# Analyse Physical Subject Headings

### Importing Required Libraries

In this cell, we import the following libraries:

- ``pprint``: to pretty print data structures
- ``deque``: to implement a double-ended queue

These libraries are necessary for the subsequent code execution.

In [None]:
import json
import pprint
from collections import deque

### Loading Data

In this cell, we load the data from the file 'Physical-Subject-Headings.json' into a variable called `data`. The data is stored in JSON format.

In [None]:
with open('Physical-Subject-Headings.json','r') as f:
    data = json.load(f)

In [None]:
pprint.pprint(data)

In [None]:
print(json.dumps(data[1], indent=4))

### Counting Concept Types

In the following, we count the number of occurrences of each concept type in the `data` variable. The concept types are extracted from the `@type` field of each concept in the `data` variable.

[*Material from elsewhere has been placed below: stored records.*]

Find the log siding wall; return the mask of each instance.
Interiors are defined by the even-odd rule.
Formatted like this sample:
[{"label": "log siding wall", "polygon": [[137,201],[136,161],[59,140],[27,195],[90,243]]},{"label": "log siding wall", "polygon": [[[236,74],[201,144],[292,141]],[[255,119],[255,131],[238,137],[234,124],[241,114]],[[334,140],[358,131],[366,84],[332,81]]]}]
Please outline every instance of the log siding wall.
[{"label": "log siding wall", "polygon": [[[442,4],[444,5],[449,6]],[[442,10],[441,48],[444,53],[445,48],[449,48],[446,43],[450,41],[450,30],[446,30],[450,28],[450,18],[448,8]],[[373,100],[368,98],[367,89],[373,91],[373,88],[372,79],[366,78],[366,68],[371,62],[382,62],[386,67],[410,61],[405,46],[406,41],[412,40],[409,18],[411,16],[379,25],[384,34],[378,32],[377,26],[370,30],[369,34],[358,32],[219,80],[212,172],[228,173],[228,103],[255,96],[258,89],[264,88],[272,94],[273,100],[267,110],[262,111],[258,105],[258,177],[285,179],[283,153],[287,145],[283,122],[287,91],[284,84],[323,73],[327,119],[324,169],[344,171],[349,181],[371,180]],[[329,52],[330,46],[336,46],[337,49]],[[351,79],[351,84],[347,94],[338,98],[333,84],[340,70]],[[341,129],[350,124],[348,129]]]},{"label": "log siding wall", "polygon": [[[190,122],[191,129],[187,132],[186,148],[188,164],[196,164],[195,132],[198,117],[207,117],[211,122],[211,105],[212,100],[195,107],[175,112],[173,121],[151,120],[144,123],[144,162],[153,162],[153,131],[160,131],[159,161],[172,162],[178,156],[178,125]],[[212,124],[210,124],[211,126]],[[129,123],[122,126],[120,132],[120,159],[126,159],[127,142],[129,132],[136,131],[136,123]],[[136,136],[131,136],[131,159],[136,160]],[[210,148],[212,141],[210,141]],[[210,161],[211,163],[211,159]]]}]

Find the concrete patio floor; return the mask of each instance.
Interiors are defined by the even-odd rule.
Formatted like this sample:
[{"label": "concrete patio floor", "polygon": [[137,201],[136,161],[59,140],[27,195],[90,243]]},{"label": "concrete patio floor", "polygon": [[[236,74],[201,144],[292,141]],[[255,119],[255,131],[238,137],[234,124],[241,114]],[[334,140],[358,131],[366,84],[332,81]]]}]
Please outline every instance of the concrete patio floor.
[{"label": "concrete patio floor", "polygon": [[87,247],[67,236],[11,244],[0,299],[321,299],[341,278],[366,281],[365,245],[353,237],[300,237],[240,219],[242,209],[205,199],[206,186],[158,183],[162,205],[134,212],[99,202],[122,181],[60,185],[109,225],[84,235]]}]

The code snippets below shows how we count the concept types:

In [None]:
types = dict()
for concept in data:
    for type_t in concept["@type"]:
        if type_t not in types:
            types[type_t] = 0
        types[type_t] += 1

print(types)

In [None]:
#Getting Facets
for concept in data:
    for type_t in concept["@type"]:
        if type_t in 'https://physh.org/rdf/2018/01/01/core#Facet':
            print(json.dumps(concept["http://www.w3.org/2004/02/skos/core#prefLabel"][0]["@value"], indent=4))

In [None]:
#Getting Discipline
for concept in data:
    for type_t in concept["@type"]:
        if type_t in 'https://physh.org/rdf/2018/01/01/core#Discipline':
            print(json.dumps(concept["http://purl.org/dc/terms/title"][0]["@value"], indent=4))

In [None]:
#Getting Discipline
for concept in data:
    for type_t in concept["@type"]:
        if type_t in 'https://physh.org/rdf/2018/01/01/core#Discipline':
            print(json.dumps(concept, indent=4))

In [None]:
print("Number of concepts: {}".format(len(data)))

In [None]:
concepts = dict()
for concept in data:
    _id = concept['@id']
    if _id not in concepts:
        concepts[_id] = 1

In [None]:
print(len(concepts))

In [None]:
hier = dict()

for concept in data:
    if 'http://www.w3.org/2004/02/skos/core#narrower' in concept:
        _id = concept['@id']
        narrowers = concept['http://www.w3.org/2004/02/skos/core#narrower']
        for narrower in narrowers:
            if _id not in hier:
                hier[_id] = list()
            hier[_id].append(narrower['@id'])

In [None]:
pprint.pprint(hier)

In [None]:
unhier = dict()

In [None]:
for concept in data:
    if 'http://www.w3.org/2004/02/skos/core#narrower' in concept:
        _id = concept['@id']
        narrowers = concept['http://www.w3.org/2004/02/skos/core#narrower']
        for narrower in narrowers:
            if narrower['@id'] not in unhier:
                unhier[narrower['@id']] = list()
            unhier[narrower['@id']].append(_id)

In [None]:
pprint.pprint(unhier)

In [None]:
for concept, value in concepts.items():
    queue = deque() 
    max_depth = value
    queue.append({"t":concept,"d":value})
    while len(queue) > 0:
        dequeued = queue.popleft()
        if dequeued["t"] in unhier:
            broaders = unhier[dequeued["t"]]
            new_depth = dequeued["d"]+1
            if new_depth > max_depth:
                max_depth = new_depth
            for broader in broaders:
                queue.append({"t":broader,"d":dequeued["d"]+1})
    
    concepts[concept] = max_depth

In [None]:
pprint.pprint(concepts)

In [None]:
import pandas as pd
list_of_depths = pd.DataFrame.from_dict(concepts, orient='index', columns=['depth'])

In [None]:
list_of_depths.sort_values('depth', inplace=True, ascending=False)
list_of_depths.head()